# Favorite spring scents?



## Tabitha (Mar 1, 2010)

Choose one.


----------



## IrishLass (Mar 2, 2010)

For spring, I picked floral. Violet, Lilac, Lily, Jasmine, Orange Blossom, Honeysuckle and Rose.

IrishLass


----------



## topcat (Mar 2, 2010)

Yep, floral for me too.  I love BBs Sweet Pea and Jasmine has to be right up at the top of my list as well


----------



## krissy (Mar 2, 2010)

i picked tropical


----------



## lauramw71 (Mar 2, 2010)

I have to say floral too.  I'm not a big fan of floral, but there's nothing more spring than that.    Hard to pick one though  haha


----------



## Chay (Mar 2, 2010)

I went with floral as well, lilacs and daffodils.


----------



## Tabitha (Mar 2, 2010)

I am not a floral fan, but I agree spring demands them.
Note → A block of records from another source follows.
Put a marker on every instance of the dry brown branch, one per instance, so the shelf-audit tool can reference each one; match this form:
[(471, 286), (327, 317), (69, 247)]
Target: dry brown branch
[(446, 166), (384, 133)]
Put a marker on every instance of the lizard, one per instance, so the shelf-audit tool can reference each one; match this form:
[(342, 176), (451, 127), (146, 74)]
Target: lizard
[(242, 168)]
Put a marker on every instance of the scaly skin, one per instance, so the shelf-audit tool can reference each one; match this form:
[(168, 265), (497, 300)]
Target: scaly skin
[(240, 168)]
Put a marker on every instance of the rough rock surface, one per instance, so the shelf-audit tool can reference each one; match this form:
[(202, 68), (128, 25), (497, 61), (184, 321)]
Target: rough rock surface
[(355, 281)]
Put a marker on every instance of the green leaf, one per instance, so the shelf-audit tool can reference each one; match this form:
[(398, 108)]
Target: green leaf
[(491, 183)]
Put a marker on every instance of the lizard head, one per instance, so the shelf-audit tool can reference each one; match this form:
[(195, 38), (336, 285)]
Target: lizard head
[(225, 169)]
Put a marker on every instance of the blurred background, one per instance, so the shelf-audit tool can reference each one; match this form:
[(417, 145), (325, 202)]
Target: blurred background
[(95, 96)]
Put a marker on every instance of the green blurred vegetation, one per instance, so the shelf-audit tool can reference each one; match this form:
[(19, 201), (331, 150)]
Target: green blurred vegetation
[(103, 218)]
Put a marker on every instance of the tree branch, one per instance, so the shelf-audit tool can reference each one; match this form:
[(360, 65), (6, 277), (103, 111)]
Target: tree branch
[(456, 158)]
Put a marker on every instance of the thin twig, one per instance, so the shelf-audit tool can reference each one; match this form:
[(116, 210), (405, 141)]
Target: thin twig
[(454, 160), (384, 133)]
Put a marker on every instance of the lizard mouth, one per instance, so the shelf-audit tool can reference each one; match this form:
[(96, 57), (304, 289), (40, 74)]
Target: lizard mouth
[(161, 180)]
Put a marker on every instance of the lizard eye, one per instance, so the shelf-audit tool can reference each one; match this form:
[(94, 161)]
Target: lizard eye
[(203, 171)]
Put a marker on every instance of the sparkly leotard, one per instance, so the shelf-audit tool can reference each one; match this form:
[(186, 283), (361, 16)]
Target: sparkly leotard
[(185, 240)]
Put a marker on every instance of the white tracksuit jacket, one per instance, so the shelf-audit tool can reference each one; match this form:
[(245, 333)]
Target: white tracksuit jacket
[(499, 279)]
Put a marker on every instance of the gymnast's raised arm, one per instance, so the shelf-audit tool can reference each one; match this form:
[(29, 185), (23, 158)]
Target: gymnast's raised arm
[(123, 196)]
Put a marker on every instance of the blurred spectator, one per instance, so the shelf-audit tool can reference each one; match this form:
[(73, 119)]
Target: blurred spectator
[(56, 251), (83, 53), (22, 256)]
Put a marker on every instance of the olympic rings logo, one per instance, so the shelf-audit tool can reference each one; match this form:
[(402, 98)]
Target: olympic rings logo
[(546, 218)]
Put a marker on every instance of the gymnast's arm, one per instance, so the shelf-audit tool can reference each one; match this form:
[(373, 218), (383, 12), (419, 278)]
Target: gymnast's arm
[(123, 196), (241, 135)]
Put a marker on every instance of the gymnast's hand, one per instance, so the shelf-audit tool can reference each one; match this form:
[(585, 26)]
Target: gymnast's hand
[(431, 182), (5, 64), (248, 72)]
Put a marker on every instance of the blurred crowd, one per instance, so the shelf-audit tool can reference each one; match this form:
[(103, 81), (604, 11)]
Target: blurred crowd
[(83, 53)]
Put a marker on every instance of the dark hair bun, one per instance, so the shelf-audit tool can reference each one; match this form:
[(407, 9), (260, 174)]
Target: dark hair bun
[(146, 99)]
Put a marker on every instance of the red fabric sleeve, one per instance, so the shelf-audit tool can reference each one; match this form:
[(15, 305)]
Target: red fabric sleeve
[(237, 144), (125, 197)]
Violet ( w/ or w/o a dab of vanilla)
Rose & Lavender
Tulip
Morning Glory & Honysuckle
Lilac


----------



## lauramw71 (Mar 2, 2010)

I think my two favorite florals are Jasmine, and Lilac.   We have a lilac tree right outside our bedroom window.  Ohhhh the heavenly wonderful smell from those.. .*sigh* come on spring (for like the 3 days that they stay in bloom  lol)
Although, might not get so much this year.. our "tree" is actuallly a VERY old lilac bush that morphed into a tree  lol  It was pretty fragile and all the snow and ice we got this year has broken most of the limbs off


----------



## ohsoap (Mar 2, 2010)

I'm loving greens this year.


----------



## IanT (Mar 2, 2010)

I wish I lived in a Jasmine field... omg it smells soooooooo goood, its the best.... too bad the EO is a million dollars a pound (jk but just sayin..)


----------



## lauramw71 (Mar 3, 2010)

my fiance is from Florida (we're in Illinois now) and he used to have wild Jasmine by his house.  He said it's an aphrodesiac.... hmmmmm   lol  Is there something I can mix with jasmine (I have the FO) to make it less... well.. (please no offense) old ladyish?  now I LOVE the smell of jasmine... used it just plain, but all my kids said I smelled like an old lady    haha


----------



## evatgirl73 (Mar 4, 2010)

LOL, so far for spring I have soaped
Honeysuckle
Violet
Almond Icing
Turquoise

and for summer (getting a head start)
Hawaiian Pikaki
Island Vanilla
Coconut Vanilla

Next on my list is Pink Jasmine (oh how I love thee), Neroli/Honey and Blue Sugar.


----------



## Twilitr (Mar 4, 2010)

Not much of a floral person so i picked Fresh, for me spring dont start untill i have the urge to buy a 4pack of 5hour enegry, hang the laundry outside and deep clean the house. nice weekend event.


----------